L’inizio della fine appare chiaro non solo per la malattia di Butcher, per i numerosi camei che rinfoltiscono la stagione e arrivano dal passato della serie Prime Video, per i riferimenti e crossover con Gen V, spin-off di grande successo l’anno scorso sulla piattaforma che espande ulteriormente questo universo narrativo; ma anche per la preparazione ad un gran finale che, dopo vari passaggi come fossimo in una scacchiera e le due squadre si confondessero e mescolassero sempre di più fra loro, prepara il terreno per un epilogo esplosivo. Nella nuova stagione non manca un altro pezzo di Supernatural, Jeffrey Dean Morgan nei panni dell’ex collega alla CIA di Butcher. “Un tempo il sangue mi faceva ribrezzo, ora quasi nemmeno sussulto nel vederlo sgorgare a fiumi” dice Hughie ad un certo punto ed è sintomatico anche per noi spettatori, che non saltiamo più sulla poltrona nell’assistere a qualche trovata visiva nelle sequenze action più splatter o spinte, acuite dalla regia dinamica che ha sempre caratterizzato lo show. Abbiamo oramai assimilato e accettato questo nuovo filone come un nuovo modo, crudo, cattivo, sadico e per niente edulcorato di raccontare i supereroi oggi. Figli di una società dell’immagine che si espande come un virus.

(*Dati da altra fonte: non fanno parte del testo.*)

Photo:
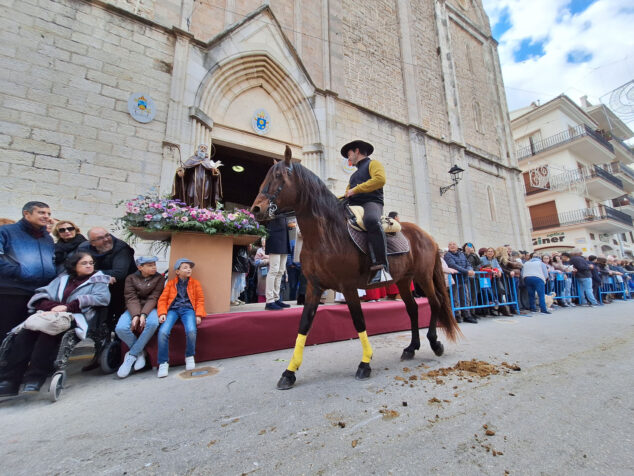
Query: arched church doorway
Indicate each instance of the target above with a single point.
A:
(242, 174)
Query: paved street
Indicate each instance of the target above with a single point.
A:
(569, 410)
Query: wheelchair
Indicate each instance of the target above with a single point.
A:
(107, 350)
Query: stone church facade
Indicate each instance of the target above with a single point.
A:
(418, 79)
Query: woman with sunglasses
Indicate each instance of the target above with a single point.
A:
(68, 239)
(32, 353)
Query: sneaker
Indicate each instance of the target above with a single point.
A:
(126, 366)
(140, 361)
(163, 369)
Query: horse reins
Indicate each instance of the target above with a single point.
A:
(273, 197)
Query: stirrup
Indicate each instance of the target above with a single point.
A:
(380, 276)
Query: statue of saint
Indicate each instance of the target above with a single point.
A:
(198, 182)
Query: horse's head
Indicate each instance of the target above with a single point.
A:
(277, 192)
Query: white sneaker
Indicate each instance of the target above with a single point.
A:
(163, 369)
(126, 366)
(140, 361)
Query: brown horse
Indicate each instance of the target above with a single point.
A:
(330, 260)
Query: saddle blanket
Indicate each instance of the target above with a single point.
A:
(355, 219)
(397, 243)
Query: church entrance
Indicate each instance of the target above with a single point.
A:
(242, 174)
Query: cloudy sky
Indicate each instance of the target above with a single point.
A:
(576, 47)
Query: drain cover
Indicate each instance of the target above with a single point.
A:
(199, 372)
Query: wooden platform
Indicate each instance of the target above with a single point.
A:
(249, 329)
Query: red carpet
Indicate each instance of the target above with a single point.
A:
(244, 333)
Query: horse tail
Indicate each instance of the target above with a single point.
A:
(445, 316)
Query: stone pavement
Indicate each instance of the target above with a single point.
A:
(569, 410)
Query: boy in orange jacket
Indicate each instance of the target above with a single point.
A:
(181, 299)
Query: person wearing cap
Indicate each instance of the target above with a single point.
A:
(181, 299)
(142, 291)
(365, 189)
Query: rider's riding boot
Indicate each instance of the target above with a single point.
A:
(378, 256)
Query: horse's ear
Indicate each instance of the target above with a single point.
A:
(288, 155)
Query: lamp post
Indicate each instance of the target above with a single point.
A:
(456, 176)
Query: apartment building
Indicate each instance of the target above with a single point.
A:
(578, 179)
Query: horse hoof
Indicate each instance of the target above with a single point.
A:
(438, 349)
(287, 380)
(363, 372)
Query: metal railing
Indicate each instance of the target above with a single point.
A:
(597, 171)
(618, 168)
(583, 215)
(623, 201)
(481, 291)
(560, 138)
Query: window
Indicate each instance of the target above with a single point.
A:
(477, 116)
(492, 211)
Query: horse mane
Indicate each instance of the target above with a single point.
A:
(314, 198)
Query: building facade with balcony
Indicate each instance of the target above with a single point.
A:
(578, 179)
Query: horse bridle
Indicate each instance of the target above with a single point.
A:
(272, 197)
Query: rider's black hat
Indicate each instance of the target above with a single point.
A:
(357, 144)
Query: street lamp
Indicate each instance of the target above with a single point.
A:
(456, 176)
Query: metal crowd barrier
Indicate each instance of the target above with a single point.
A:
(558, 284)
(481, 291)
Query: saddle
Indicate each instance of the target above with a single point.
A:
(396, 241)
(355, 220)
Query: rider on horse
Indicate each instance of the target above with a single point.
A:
(365, 189)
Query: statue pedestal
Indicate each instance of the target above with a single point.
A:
(212, 255)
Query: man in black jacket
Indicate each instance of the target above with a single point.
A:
(457, 260)
(584, 277)
(366, 189)
(115, 258)
(277, 247)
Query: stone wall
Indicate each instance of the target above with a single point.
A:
(66, 71)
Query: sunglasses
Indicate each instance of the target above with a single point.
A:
(101, 238)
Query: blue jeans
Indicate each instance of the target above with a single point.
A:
(188, 317)
(124, 332)
(585, 291)
(534, 284)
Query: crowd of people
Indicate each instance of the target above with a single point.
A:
(46, 284)
(532, 275)
(76, 274)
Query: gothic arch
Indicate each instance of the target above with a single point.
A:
(233, 76)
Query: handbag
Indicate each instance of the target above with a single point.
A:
(49, 322)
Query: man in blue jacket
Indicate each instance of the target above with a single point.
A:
(457, 260)
(26, 263)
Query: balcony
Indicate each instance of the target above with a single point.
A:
(580, 137)
(624, 204)
(622, 172)
(600, 219)
(594, 181)
(623, 151)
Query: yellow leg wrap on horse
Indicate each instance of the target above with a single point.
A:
(298, 353)
(367, 348)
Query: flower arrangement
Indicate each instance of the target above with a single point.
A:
(153, 213)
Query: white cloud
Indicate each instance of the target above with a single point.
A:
(602, 33)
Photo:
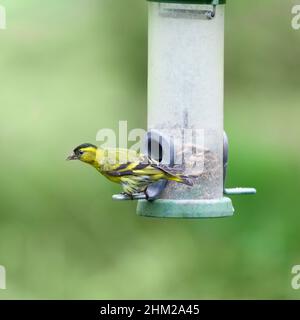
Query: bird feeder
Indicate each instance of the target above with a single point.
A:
(185, 108)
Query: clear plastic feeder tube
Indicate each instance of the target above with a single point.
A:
(185, 91)
(185, 104)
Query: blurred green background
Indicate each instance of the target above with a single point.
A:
(71, 67)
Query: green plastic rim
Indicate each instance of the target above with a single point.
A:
(213, 2)
(187, 209)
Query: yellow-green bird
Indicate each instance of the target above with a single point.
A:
(133, 170)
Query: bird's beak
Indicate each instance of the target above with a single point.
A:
(72, 157)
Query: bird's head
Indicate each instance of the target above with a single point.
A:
(85, 152)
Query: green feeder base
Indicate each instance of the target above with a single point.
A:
(163, 208)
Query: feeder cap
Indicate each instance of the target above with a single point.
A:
(213, 2)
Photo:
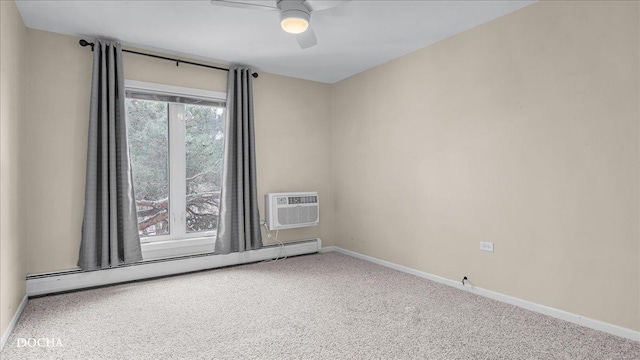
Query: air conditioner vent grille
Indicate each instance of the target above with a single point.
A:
(291, 210)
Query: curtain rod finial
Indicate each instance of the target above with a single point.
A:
(84, 43)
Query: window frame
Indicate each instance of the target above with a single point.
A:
(178, 241)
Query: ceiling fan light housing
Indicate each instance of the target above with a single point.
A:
(294, 21)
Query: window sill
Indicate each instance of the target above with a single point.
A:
(173, 248)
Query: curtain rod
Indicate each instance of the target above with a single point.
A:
(85, 43)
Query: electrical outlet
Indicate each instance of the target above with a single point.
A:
(486, 246)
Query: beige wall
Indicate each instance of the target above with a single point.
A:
(13, 36)
(293, 126)
(523, 132)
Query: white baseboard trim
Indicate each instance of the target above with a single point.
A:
(13, 321)
(542, 309)
(75, 280)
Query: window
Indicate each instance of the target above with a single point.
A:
(176, 143)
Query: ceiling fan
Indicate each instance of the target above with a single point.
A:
(295, 15)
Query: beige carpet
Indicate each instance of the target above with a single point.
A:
(325, 306)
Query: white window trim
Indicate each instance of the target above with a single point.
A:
(155, 247)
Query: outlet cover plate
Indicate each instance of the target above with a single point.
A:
(486, 246)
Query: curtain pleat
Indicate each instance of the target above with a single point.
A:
(239, 223)
(110, 224)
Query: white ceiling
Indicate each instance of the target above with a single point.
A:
(351, 38)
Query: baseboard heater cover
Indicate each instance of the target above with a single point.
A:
(46, 284)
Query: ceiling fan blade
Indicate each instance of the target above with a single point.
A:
(317, 5)
(307, 39)
(244, 5)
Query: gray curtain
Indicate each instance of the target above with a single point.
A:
(110, 224)
(239, 223)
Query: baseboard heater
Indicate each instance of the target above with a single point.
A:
(46, 284)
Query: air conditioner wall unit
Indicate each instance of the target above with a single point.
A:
(291, 210)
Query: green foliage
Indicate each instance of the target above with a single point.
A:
(148, 132)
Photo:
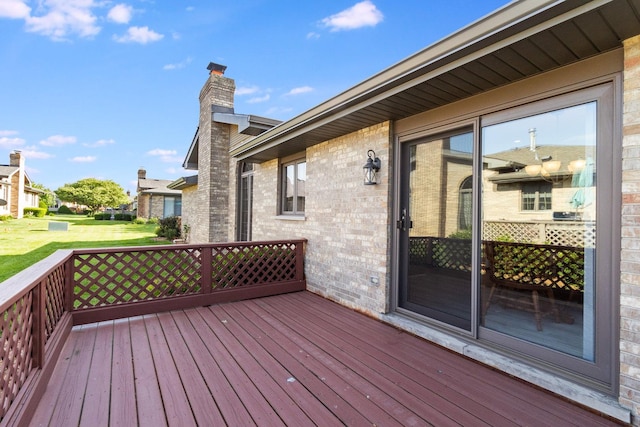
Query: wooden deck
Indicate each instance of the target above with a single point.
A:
(295, 360)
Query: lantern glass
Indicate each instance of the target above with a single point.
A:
(371, 168)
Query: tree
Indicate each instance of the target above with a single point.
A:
(93, 193)
(47, 197)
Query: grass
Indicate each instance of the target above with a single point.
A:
(24, 242)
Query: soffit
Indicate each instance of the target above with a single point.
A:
(523, 39)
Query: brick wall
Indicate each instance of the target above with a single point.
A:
(346, 222)
(630, 255)
(189, 214)
(156, 209)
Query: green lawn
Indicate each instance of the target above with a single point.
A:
(23, 242)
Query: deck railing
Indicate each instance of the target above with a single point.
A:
(41, 304)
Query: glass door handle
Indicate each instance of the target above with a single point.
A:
(404, 223)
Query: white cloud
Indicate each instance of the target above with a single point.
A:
(34, 152)
(6, 142)
(100, 143)
(61, 18)
(246, 90)
(161, 152)
(14, 9)
(58, 140)
(259, 99)
(142, 35)
(83, 159)
(299, 90)
(278, 111)
(178, 65)
(166, 156)
(120, 13)
(32, 171)
(363, 14)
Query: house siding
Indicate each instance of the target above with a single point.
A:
(630, 242)
(346, 223)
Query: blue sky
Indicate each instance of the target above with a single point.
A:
(99, 88)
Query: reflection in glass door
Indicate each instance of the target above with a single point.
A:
(539, 229)
(435, 228)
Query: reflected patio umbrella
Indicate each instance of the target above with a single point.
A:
(583, 181)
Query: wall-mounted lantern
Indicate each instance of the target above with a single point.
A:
(371, 168)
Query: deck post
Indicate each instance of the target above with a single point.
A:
(69, 283)
(300, 260)
(38, 329)
(206, 278)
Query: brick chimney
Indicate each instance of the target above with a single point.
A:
(212, 223)
(216, 69)
(17, 199)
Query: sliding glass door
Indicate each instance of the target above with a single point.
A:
(502, 231)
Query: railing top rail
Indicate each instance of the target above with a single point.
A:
(185, 246)
(16, 286)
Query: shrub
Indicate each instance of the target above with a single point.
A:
(169, 227)
(37, 212)
(64, 209)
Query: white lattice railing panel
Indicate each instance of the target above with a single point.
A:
(570, 233)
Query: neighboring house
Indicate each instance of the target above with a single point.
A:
(522, 129)
(155, 199)
(16, 192)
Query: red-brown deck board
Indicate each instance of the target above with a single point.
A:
(291, 360)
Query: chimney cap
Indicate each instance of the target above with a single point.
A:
(216, 68)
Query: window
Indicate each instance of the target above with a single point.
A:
(294, 175)
(536, 196)
(245, 202)
(172, 206)
(465, 197)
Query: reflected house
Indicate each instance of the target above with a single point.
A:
(525, 190)
(497, 227)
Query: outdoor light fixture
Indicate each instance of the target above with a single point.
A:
(371, 168)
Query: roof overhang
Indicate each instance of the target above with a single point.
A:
(520, 40)
(248, 125)
(191, 160)
(184, 182)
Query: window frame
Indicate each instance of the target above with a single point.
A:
(296, 161)
(606, 309)
(535, 188)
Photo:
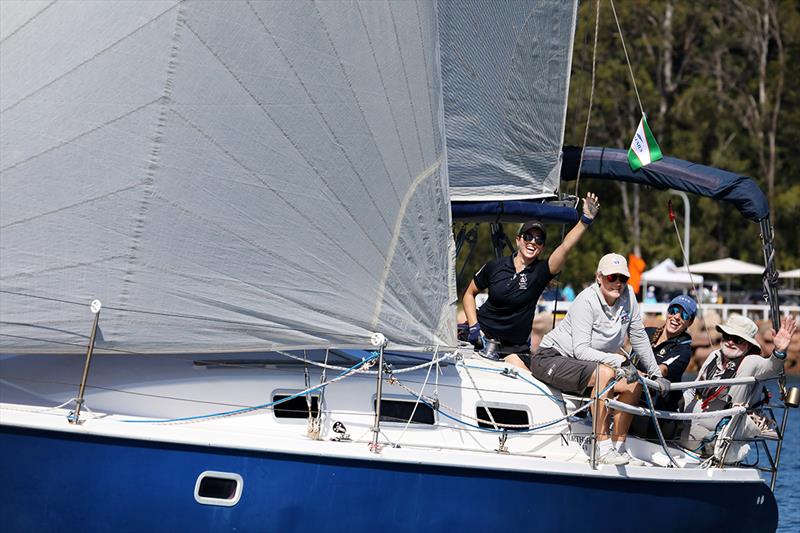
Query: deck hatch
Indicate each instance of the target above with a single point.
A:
(296, 407)
(400, 411)
(502, 415)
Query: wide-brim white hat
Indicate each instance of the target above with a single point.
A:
(742, 327)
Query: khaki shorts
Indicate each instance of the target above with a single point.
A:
(565, 373)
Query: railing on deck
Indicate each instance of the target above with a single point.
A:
(754, 311)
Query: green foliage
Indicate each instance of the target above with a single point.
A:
(704, 108)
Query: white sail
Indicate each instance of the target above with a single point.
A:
(505, 66)
(224, 176)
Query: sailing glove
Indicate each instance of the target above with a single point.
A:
(663, 384)
(628, 372)
(474, 333)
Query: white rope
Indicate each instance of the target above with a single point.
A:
(372, 372)
(641, 411)
(536, 427)
(480, 397)
(192, 419)
(416, 404)
(683, 385)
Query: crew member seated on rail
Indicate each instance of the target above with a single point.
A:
(592, 332)
(739, 356)
(672, 346)
(502, 326)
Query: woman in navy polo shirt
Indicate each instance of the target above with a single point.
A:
(515, 284)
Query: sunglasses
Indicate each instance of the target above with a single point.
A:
(738, 340)
(528, 237)
(675, 309)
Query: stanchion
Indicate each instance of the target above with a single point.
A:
(75, 416)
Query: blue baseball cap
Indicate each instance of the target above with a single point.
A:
(686, 302)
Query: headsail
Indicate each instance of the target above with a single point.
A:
(505, 67)
(224, 176)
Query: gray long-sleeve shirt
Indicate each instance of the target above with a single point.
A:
(595, 331)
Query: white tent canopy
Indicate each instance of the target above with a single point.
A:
(727, 266)
(666, 274)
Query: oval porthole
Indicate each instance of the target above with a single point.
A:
(218, 488)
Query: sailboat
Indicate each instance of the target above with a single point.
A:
(227, 291)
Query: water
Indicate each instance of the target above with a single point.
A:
(786, 489)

A questo proposito, proprio di un qualcosa che potrebbe eliminare i Supes parla questa stagione, preparando il terreno per il gran finale, reduci come siamo da una pandemia globale che qui viene indirizzata nel racconto, strizzando ancora una volta l’occhio al presente, attualizzando il racconto di Ennis che già guardava in modo visionario agli eroi di domani. La storia statunitense è intrinsecamente legata alla figura dell’eroe (e dell’antieroe) e forse l’unica soluzione è alzare lo sguardo al cielo e cercare tra le stelle, perché sulla Terra si troverà solo marciume e corruzione. The Boys non hanno alcuna intenzione di andarsene in silenzio. Del resto, perché dovrebbero?